Turkish rescue teams are searching for the last two missing people believed to be trapped beneath the rubble of collapsed buildings Monday, days after a powerful magnitude 6.8 earthquake hit the country's east.

The death toll that rocked eastern Turkey climbed to at least 40 people on Monday morning, officials said.

Speaking at a televised news conference, Interior Minister Suleyman Soylu said on Sunday that 18 people were killed in Elazig province, where Friday night's quake was centered, and four in neighboring Malatya. The national disaster agency later updated the total with nine more casualties.

Some 1,600 people were injured. At least 45 survivors were pulled out of the rubble alive.

On Saturday afternoon, Turkish President Recep Tayyip Erdogan visited the hardest-hit areas and attended the funeral of a mother and son killed in the quake. He warned people against repeating “negative” hearsay about the country being unprepared for earthquakes.

“Do not listen to rumors, do not listen to anyone’s negative, contrary propaganda, and know that we are your servants,” Erdogan said.

TV footage showed rescuers pull out one injured person from the rubble of a collapsed building in the district of Gezin, in the eastern Elazig province.

Some 76 buildings had collapsed from the quake and more than 1,000 damaged in the two provinces, according to Murat Kurum, the environment minister.

Turkish President Recep Tayyip Erdogan said on Twitter that all measures were being taken to ``“ensure that the earthquake that occurred in Elazig and was felt in many provinces is overcome with the least amount of loss."

As the President of Turkey, I want you to know that we work closely. We stand by our nation with all our institutions and organizations, especially AFAD and Kızılay (Turkish Red Crescent).

The quake struck at 8:55 p.m. local time, at a depth of 6.7 kilometres near the town of Sivrice in Elazig, the Disaster and Emergency Management Presidency, or AFAD, said. It was followed by several aftershocks, the strongest with magnitudes 5.4 and 5.1.

Elazig is some 750 kilometres east of the capital, Ankara.

People in Elazig whose homes were damaged or were too afraid to go indoors were being moved to student dormitories or sports centre amid freezing conditions.

Elazig Governor Cetin Oktay Kaldirim told NTV television that a fire broke out in a building in Sivrice, near the epicentre, but was quickly brought under control.

Interior Minister Soylu was at a meeting on earthquake preparedness when the quake struck.

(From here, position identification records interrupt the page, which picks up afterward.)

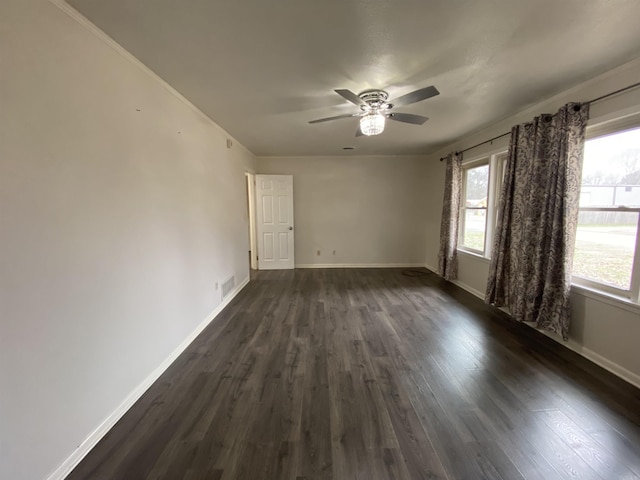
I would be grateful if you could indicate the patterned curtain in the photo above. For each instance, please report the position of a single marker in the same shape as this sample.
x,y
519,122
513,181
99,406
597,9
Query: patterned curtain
x,y
448,256
530,270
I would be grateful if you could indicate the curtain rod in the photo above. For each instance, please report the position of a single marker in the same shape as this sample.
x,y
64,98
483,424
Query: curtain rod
x,y
611,94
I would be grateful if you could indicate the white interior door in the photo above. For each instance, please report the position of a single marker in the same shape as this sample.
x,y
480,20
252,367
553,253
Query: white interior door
x,y
274,195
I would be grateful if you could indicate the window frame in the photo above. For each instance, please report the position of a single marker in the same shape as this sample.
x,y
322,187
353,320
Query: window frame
x,y
598,130
496,161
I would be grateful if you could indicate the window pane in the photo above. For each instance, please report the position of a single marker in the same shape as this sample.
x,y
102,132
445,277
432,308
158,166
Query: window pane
x,y
611,171
475,205
475,222
477,186
605,245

The Kandilli seismology centre in Istanbul said the quake measured 6.5., while the U.S. Geological Survey gave the preliminary magnitude as 6.7, and said the quake affected not only Turkey but also Syria, Georgia and Armenia.

Different earthquake monitoring centres frequently give differing estimates.

NTV said the earthquake was felt in several Turkish provinces and sent people running outdoors in panic.

Turkey sits on top of two major fault-lines and earthquakes are frequent. Two strong earthquakes struck northwest Turkey in 1999, killing around 18,000 people.


A magnitude 6 earthquake killed 51 people in Elazig in 2010.